Éste, sabiendo que era su última oportunidad, desesperado, empujó a Carmen violentamente contra Graciano haciéndoles caer a los dos y saltó por la ventana haciendo añicos los cristales, se incorporó rápidamente y comenzó a correr como no había corrido nunca en su vida.
Carmen aulló de dolor cuando en la caída algo se desgarró en su interior - ¡Dios mío, mi hijo! – mientras se encogía sobre si misma sujetándose el vientre fuertemente con las manos que rápidamente se le empaparon.
-              ¡Tranquila, no se preocupe, yo la ayudaré! – Le dijo Graciano lo más suavemente que pudo, intentado tranquilizar; y luego bramó - ¡Fulgencio, que no escape!
El parto se presentó de inmediato, un visto y no visto; el pobre Aquilino, al que un color se le iba y otro se le venía pero pálido como un muerto, ni siquiera tuvo tiempo de avisar a nadie que pudiese ayudar. Graciano sin embargo parecía que pasase por situaciones similares todos los días, tranquilizando a Carmen, enervando a Aquilino que se había quedado como una estatua. – No se preocupe mujer, yo he sido padre hace poco y tengo ya cuatro hijos, tranquilícese que sé lo que hago – le decía a Carmen mientras pensaba que ojalá fuera verdad, que ojalá supiera que demonios estaba haciendo - ¡Aquilino, por Dios, ¿Qué pasa con ese agua caliente?!

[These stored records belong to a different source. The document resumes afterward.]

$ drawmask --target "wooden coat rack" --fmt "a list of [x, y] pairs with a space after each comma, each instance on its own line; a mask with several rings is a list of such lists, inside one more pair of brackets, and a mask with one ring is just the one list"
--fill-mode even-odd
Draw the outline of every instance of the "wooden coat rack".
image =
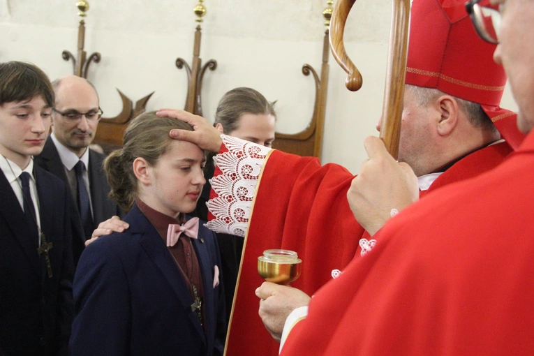
[[206, 7], [202, 3], [204, 0], [198, 0], [198, 2], [200, 3], [193, 9], [197, 16], [195, 21], [198, 22], [198, 24], [195, 31], [191, 67], [189, 67], [187, 62], [180, 57], [176, 59], [176, 66], [179, 69], [185, 68], [187, 73], [187, 98], [184, 110], [195, 115], [202, 116], [202, 87], [204, 74], [207, 69], [215, 71], [217, 68], [217, 61], [210, 59], [204, 66], [202, 66], [202, 59], [200, 57], [200, 40], [202, 39], [200, 23], [203, 22], [202, 17], [206, 15]]
[[328, 93], [328, 54], [329, 44], [328, 36], [330, 18], [332, 14], [332, 0], [327, 1], [328, 7], [322, 11], [325, 17], [325, 25], [327, 29], [322, 41], [322, 65], [321, 66], [320, 78], [315, 69], [309, 64], [302, 66], [302, 73], [304, 75], [313, 75], [316, 84], [316, 100], [313, 104], [313, 114], [308, 126], [303, 131], [295, 134], [276, 133], [276, 140], [273, 142], [273, 147], [285, 152], [298, 154], [300, 156], [313, 156], [320, 157], [322, 150], [322, 136], [325, 128], [325, 116], [326, 114], [327, 94]]
[[[89, 3], [84, 0], [80, 0], [76, 3], [76, 7], [80, 12], [78, 16], [81, 17], [78, 26], [78, 48], [77, 59], [68, 51], [63, 51], [62, 57], [65, 61], [72, 61], [74, 75], [83, 78], [87, 78], [87, 72], [91, 63], [98, 63], [101, 61], [101, 54], [94, 52], [87, 59], [87, 54], [84, 50], [85, 43], [85, 22], [84, 17], [89, 9]], [[98, 123], [98, 129], [96, 131], [94, 143], [102, 146], [104, 151], [110, 152], [122, 146], [124, 132], [130, 121], [146, 110], [147, 103], [154, 94], [154, 91], [135, 102], [135, 106], [128, 96], [124, 95], [120, 90], [117, 89], [122, 100], [122, 110], [114, 117], [103, 117]]]

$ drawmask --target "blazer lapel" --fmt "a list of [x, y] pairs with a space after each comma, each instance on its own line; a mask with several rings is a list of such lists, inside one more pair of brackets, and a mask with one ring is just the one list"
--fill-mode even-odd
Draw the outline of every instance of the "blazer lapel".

Entre tanto Fulgencio, en su persecución había llegado hasta el castillo donde se había adentrado Serafín tratando de ocultarse. Prácticamente nadie entraba en el castillo desde que el terremoto de Lisboa de 1755 lo había dejado peligrosamente dañado, igual que destruyó la torre oeste de la Catedral de Astorga, o la torre de la Iglesia de San Miguel de Palencia o casi derruido el castillo de Torremarjón a tan solo 45 kilómetro de Grajal. Pero esto no lo sabía Serafín ni lo podía prever Fulgencio. Ninguno de los dos pudo prever tampoco que las graves inundaciones de días pasados provocasen un deslizamiento del terreno que acabó por derribar el ya agrietado muro interior del ala oeste del castillo, justo donde se escondía Serafín. Fulgencio vio el movimiento del muro un segundo antes de oír el pavoroso crujido de la muralla al quebrarse. Tuvo tiempo de echarse hacia atrás, pero se abalanzó hacia donde estaba Serafín en un intento desesperado de librarle de una muerte cierta; al fin y al cabo se conocían desde niños…. y juntos quedaron sepultados bajo toneladas de piedras. Desde entonces el castillo permanece sellado.
El bebé que tuvo Carmen, después de tanto avatar, nació muy bien, fue niña y, en honor al cabo Graciano y a que nació siendo ya la madrugada del 16 de Abril, día de Santa Engracia, le pusieron ese nombre, Engracia. Vuestra abuela Engracia.
* * * * *
Cuando volvíamos de la excursión, tanto Miguel como yo íbamos extrañamente callados y tranquilos, recordando la historia, rumiándola, cuando nos cruzamos con alguna gente que venía de la era y saludaron a mi padre y a mi tío.
-       Hay que ver, que niños más majos tenéis, ¿Qué queréis ser de mayores? – Los adultos siempre preguntaban lo mismo.
-       ¡Guardia Civil! – contestó Miguel inmediatamente.
-       ¿Y tú Nardito?
-       Nardito es mi padre. Yo soy Nardo y quiero ser ingeniero naval.